芦屋芸術|同人誌・現代詩・小説

ボルネオ島からの帰還

俺たちは腰まで泥水につかりながら、頭にリックを載せて、死の行進を続けた。俺たちのほとんど右脇を巨大な水トカゲが泳ぎ過ぎた。山下旅行社のオプショナルツアーによれば、このジャングルの奥に、おおよそ7000年前の先住民がフィリピン諸島からの侵略者に敗退して地下にもぐり、地下帝国を建設して現在に至っているという。
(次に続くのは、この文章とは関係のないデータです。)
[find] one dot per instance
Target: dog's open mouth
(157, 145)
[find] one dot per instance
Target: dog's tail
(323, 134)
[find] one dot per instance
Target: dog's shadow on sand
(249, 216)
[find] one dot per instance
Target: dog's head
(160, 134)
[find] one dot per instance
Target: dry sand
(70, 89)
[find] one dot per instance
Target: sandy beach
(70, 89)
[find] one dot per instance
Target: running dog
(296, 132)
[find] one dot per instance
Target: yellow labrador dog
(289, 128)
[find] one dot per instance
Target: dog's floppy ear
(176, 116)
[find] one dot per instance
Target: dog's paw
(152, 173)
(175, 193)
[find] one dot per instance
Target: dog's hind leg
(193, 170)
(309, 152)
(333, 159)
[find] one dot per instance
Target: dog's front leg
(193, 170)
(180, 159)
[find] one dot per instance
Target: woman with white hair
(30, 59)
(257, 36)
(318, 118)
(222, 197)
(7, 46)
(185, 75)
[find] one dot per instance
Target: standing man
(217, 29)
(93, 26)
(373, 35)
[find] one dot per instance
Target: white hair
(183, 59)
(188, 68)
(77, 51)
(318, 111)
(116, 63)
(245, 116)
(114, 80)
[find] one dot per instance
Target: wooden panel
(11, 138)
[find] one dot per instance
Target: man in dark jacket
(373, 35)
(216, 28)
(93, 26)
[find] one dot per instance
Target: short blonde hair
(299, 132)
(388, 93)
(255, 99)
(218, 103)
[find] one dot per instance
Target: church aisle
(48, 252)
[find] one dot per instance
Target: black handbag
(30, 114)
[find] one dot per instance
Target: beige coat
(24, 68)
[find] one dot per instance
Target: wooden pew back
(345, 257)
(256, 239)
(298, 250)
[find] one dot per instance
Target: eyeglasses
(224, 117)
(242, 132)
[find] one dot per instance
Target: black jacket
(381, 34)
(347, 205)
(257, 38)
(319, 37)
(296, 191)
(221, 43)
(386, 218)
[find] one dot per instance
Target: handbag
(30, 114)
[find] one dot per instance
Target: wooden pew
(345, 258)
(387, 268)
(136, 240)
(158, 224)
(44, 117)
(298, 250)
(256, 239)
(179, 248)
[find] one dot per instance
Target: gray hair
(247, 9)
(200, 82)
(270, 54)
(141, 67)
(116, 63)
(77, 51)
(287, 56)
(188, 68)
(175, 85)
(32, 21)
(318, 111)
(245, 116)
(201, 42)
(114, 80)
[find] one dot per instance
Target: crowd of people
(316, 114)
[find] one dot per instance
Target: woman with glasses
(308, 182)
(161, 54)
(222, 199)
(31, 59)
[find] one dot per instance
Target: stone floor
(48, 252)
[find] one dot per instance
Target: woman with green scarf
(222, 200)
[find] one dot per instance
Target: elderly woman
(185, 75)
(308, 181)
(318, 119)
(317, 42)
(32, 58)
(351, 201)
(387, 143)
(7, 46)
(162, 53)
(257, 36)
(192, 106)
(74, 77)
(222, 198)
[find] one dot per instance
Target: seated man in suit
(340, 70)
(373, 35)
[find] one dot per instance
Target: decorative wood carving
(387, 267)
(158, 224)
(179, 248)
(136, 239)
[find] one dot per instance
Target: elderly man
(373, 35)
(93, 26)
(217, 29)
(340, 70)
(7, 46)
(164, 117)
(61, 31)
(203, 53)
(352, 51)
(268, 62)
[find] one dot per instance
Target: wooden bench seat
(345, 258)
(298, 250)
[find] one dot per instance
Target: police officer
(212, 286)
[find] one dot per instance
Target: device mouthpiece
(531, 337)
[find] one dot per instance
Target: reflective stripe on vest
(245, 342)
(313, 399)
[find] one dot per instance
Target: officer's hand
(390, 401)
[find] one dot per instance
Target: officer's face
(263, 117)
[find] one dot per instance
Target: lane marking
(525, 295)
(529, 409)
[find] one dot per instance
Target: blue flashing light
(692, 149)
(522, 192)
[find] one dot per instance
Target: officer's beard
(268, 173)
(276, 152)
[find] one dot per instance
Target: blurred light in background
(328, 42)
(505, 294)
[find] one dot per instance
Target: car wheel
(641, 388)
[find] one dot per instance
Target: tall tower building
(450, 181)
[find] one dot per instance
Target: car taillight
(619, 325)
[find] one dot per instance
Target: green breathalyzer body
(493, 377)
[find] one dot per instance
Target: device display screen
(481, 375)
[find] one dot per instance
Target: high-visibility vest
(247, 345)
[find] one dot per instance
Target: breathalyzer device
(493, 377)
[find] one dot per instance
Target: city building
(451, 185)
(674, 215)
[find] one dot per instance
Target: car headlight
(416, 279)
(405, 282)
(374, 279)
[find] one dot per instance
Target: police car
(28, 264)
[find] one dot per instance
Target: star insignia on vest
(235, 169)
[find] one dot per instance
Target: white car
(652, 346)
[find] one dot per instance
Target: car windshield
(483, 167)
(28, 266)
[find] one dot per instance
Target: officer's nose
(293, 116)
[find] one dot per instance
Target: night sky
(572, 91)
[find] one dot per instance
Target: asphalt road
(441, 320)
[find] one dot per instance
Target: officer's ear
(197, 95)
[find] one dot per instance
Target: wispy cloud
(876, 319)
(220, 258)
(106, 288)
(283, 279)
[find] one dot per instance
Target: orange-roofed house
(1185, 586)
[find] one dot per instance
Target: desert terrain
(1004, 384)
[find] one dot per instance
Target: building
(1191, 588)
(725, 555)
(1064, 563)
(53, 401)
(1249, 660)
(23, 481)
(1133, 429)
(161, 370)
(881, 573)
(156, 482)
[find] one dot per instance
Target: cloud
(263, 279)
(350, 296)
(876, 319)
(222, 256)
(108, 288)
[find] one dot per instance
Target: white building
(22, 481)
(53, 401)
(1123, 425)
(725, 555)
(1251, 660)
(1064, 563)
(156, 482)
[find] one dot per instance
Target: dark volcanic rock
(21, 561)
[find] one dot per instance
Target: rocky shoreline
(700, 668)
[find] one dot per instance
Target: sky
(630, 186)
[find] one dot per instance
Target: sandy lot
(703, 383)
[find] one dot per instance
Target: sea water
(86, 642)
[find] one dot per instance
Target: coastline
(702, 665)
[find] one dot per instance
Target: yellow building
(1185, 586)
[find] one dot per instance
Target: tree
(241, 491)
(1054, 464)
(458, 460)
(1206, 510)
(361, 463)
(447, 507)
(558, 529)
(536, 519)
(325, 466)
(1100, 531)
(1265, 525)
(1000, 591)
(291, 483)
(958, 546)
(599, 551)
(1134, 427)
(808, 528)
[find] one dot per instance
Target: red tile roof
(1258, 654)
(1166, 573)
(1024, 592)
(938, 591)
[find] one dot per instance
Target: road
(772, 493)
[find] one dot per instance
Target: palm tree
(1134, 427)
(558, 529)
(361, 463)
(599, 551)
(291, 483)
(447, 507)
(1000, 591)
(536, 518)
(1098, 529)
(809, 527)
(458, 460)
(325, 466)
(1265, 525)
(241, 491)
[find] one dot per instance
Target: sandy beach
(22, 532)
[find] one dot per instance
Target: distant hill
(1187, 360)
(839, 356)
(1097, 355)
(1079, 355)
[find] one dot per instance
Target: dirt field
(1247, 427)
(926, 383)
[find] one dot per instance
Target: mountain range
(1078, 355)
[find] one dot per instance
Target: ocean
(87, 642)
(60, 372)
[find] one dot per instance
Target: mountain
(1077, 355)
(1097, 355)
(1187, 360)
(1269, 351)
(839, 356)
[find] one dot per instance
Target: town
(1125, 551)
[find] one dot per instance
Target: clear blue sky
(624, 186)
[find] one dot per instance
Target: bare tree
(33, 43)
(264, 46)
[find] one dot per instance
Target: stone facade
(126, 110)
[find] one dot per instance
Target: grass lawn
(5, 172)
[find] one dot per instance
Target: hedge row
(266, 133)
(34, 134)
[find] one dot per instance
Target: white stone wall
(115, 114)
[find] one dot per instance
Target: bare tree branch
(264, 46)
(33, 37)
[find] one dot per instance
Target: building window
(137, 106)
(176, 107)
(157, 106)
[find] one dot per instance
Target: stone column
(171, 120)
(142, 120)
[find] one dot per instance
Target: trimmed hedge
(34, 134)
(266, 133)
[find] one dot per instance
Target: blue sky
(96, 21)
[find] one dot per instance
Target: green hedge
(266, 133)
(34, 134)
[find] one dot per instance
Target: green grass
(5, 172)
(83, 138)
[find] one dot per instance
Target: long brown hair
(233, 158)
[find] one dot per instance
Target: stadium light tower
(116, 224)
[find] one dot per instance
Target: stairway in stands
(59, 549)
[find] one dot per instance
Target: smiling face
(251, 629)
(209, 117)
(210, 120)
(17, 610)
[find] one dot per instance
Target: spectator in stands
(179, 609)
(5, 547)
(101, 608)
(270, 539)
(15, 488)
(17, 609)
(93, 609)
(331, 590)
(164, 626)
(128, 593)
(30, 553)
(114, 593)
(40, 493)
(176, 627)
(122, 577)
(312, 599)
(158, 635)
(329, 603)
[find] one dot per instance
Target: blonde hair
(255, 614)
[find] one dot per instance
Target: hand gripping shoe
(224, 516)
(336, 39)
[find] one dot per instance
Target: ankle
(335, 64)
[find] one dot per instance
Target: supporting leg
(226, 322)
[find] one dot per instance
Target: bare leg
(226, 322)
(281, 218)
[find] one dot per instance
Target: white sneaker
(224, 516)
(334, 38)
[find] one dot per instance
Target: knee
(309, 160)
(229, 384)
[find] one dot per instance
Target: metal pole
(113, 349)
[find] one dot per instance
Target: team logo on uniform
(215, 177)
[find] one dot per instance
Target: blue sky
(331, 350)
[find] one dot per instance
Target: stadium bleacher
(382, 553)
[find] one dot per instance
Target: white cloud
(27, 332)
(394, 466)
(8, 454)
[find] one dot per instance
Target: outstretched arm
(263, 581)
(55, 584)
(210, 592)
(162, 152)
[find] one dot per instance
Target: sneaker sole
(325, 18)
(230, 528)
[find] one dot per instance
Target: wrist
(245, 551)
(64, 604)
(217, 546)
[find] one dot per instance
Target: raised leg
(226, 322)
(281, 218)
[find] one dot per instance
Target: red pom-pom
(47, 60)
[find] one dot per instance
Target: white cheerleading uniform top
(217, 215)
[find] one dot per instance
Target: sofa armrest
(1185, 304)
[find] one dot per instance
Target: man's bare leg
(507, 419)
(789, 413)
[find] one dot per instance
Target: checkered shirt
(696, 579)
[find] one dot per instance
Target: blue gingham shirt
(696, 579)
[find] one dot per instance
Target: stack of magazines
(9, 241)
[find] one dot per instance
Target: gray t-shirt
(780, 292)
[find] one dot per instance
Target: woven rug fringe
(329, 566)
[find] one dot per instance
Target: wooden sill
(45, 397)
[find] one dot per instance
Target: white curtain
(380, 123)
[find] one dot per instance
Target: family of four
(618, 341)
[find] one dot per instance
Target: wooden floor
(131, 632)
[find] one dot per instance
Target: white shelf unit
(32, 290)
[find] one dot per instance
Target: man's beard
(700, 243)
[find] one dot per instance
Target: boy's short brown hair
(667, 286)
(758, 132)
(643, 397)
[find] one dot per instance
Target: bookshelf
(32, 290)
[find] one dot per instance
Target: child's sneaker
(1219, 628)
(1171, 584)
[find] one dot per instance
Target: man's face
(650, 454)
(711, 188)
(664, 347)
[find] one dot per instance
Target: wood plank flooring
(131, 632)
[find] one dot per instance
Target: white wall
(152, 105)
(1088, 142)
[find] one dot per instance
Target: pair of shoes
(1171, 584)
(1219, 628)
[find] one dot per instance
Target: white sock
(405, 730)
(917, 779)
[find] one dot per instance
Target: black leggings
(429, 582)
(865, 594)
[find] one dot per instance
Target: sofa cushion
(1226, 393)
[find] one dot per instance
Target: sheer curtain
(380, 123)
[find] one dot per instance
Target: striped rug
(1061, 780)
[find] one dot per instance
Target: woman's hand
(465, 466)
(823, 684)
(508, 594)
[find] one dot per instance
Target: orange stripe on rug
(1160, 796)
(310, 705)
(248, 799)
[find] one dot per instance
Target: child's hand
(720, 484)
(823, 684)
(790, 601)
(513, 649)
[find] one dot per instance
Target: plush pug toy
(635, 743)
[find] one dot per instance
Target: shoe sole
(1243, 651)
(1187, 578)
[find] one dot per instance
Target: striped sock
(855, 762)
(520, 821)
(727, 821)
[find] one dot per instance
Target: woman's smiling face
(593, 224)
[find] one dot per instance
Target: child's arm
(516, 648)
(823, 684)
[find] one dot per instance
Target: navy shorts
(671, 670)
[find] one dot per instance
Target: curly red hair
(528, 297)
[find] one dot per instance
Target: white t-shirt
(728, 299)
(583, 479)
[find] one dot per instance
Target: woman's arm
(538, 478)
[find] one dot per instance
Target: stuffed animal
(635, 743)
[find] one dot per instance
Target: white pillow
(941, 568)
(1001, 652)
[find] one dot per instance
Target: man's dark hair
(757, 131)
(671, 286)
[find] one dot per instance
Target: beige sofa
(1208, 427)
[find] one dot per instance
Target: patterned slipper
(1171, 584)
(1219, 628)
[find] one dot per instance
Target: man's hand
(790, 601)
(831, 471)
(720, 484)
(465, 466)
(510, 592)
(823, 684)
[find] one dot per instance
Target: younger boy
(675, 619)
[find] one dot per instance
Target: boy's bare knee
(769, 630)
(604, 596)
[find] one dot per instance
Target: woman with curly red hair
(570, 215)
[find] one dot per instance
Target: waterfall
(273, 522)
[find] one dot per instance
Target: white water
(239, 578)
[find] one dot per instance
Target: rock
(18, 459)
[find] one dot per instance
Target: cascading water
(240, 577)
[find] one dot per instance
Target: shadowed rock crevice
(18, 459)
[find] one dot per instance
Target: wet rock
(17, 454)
旅行社の社長が地下帝国の入り口付近で先住民族と遭遇し、その後も何度か接触して友好条約を締結、旅行契約の独占権を獲得したというふれこみだった。この契約の仲介役は、コタキナバルに在住する秘密結社「その名は秘密」の正会員、怪夫婦「バグース」だった。しかし既に泥水はアゴの辺りまで、そうしてまた全身にヒルが吸い付いている……

もし夢から覚めなかったら俺たちは窒息死していたに違いない。さいわい死の瞬間、朝が来た。きょうもきのうと同様、バグース夫婦とMr.S、日本からやって来た俺たち三人は早朝からスルーでゴルフコースを回り、それから昼食。もちろんタイガービールの飲み放題。郷に入れば郷に従えか。今日は四川料理。なんでも郷だ。熱帯雨林の炎天下、ポロシャツから突き出した両手はまっ黒に日焼けして、帰国したら、ありがたいことに、皮がめくれてきたぜ。